Compromised npm Maintainer Account Fuels Malicious AntV Packages in Mini Shai‑Hulud Supply‑Chain Attack
What Happened – Researchers uncovered a new supply‑chain campaign dubbed Mini Shai‑Hulud that hijacked the npm maintainer account atool. The attacker pushed malicious versions of several @antv ecosystem packages, including the popular echarts‑for‑react wrapper (≈1.1 M weekly downloads).
Why It Matters for TPRM –
- Third‑party JavaScript libraries are a common attack surface for SaaS and web‑app providers.
- Compromise of a single maintainer can cascade to thousands of downstream customers across sectors.
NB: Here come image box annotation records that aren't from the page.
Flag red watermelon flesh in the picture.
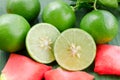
[94,44,120,75]
[1,53,52,80]
[45,68,94,80]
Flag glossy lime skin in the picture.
[80,10,118,44]
[7,0,40,22]
[42,1,76,31]
[0,14,30,52]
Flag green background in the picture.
[0,0,120,80]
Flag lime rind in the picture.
[26,23,60,63]
[54,29,96,71]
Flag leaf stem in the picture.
[93,0,97,10]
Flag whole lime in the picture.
[42,1,76,31]
[80,10,118,44]
[7,0,40,22]
[0,14,30,52]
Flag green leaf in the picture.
[99,0,118,8]
[0,50,9,73]
[0,0,120,80]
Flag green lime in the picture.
[80,10,118,44]
[99,0,118,8]
[0,14,30,52]
[7,0,40,22]
[42,1,76,31]
[26,23,60,63]
[54,28,96,71]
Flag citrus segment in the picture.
[54,29,96,71]
[26,23,60,63]
[80,10,118,44]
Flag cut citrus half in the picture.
[54,29,96,71]
[26,23,60,63]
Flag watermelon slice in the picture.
[0,53,52,80]
[94,44,120,75]
[45,68,94,80]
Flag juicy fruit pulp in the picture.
[45,68,94,80]
[7,0,40,22]
[80,10,118,44]
[94,44,120,75]
[0,14,30,52]
[54,29,96,71]
[42,1,76,31]
[0,53,52,80]
[99,0,118,8]
[26,23,60,63]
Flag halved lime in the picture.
[26,23,60,63]
[54,28,96,71]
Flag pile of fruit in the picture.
[0,0,120,80]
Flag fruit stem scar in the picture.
[69,43,81,58]
[40,37,52,49]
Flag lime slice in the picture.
[54,28,96,71]
[99,0,118,8]
[26,23,60,63]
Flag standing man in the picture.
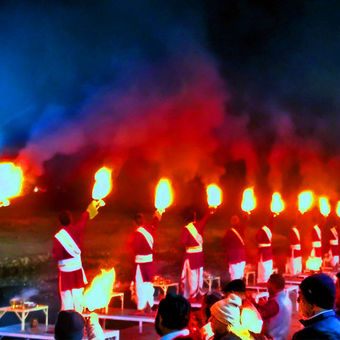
[133,210,162,312]
[329,226,340,267]
[256,225,273,282]
[52,201,100,313]
[256,274,292,340]
[181,208,215,300]
[310,224,322,269]
[293,273,340,340]
[223,216,246,280]
[287,226,302,275]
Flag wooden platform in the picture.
[83,308,156,333]
[0,323,119,340]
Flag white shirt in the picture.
[159,328,190,340]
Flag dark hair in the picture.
[202,292,223,322]
[268,274,286,290]
[54,310,85,340]
[300,273,336,309]
[223,279,246,293]
[157,294,191,330]
[59,210,72,227]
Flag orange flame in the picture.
[336,201,340,217]
[207,184,222,208]
[270,192,285,215]
[0,163,24,207]
[84,268,116,311]
[155,178,173,211]
[241,307,263,333]
[92,166,112,200]
[241,187,256,214]
[319,197,331,217]
[299,191,314,214]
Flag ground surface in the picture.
[0,208,298,338]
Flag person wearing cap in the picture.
[256,225,273,283]
[133,210,162,312]
[209,293,256,340]
[181,208,215,300]
[287,226,302,275]
[223,216,246,280]
[256,274,292,340]
[155,294,193,340]
[54,310,85,340]
[52,200,100,313]
[293,273,340,340]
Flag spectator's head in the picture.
[267,274,285,295]
[201,292,223,322]
[209,294,242,336]
[298,274,335,318]
[223,279,246,299]
[134,212,145,226]
[58,210,72,227]
[54,310,85,340]
[230,215,240,227]
[155,294,191,336]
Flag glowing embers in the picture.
[0,163,24,207]
[241,187,256,214]
[298,191,314,214]
[207,184,222,208]
[92,167,112,200]
[319,197,331,217]
[270,192,285,215]
[155,178,173,212]
[84,268,116,311]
- Detecting malicious code in open‑source dependencies is difficult without continuous SBOM and runtime monitoring.
Who Is Affected – Technology & SaaS firms, fintech platforms, e‑commerce sites, and any organization that embeds React‑based data visualizations from the @antv ecosystem.
Recommended Actions –
- Immediately audit all projects for usage of compromised @antv packages and replace with clean versions.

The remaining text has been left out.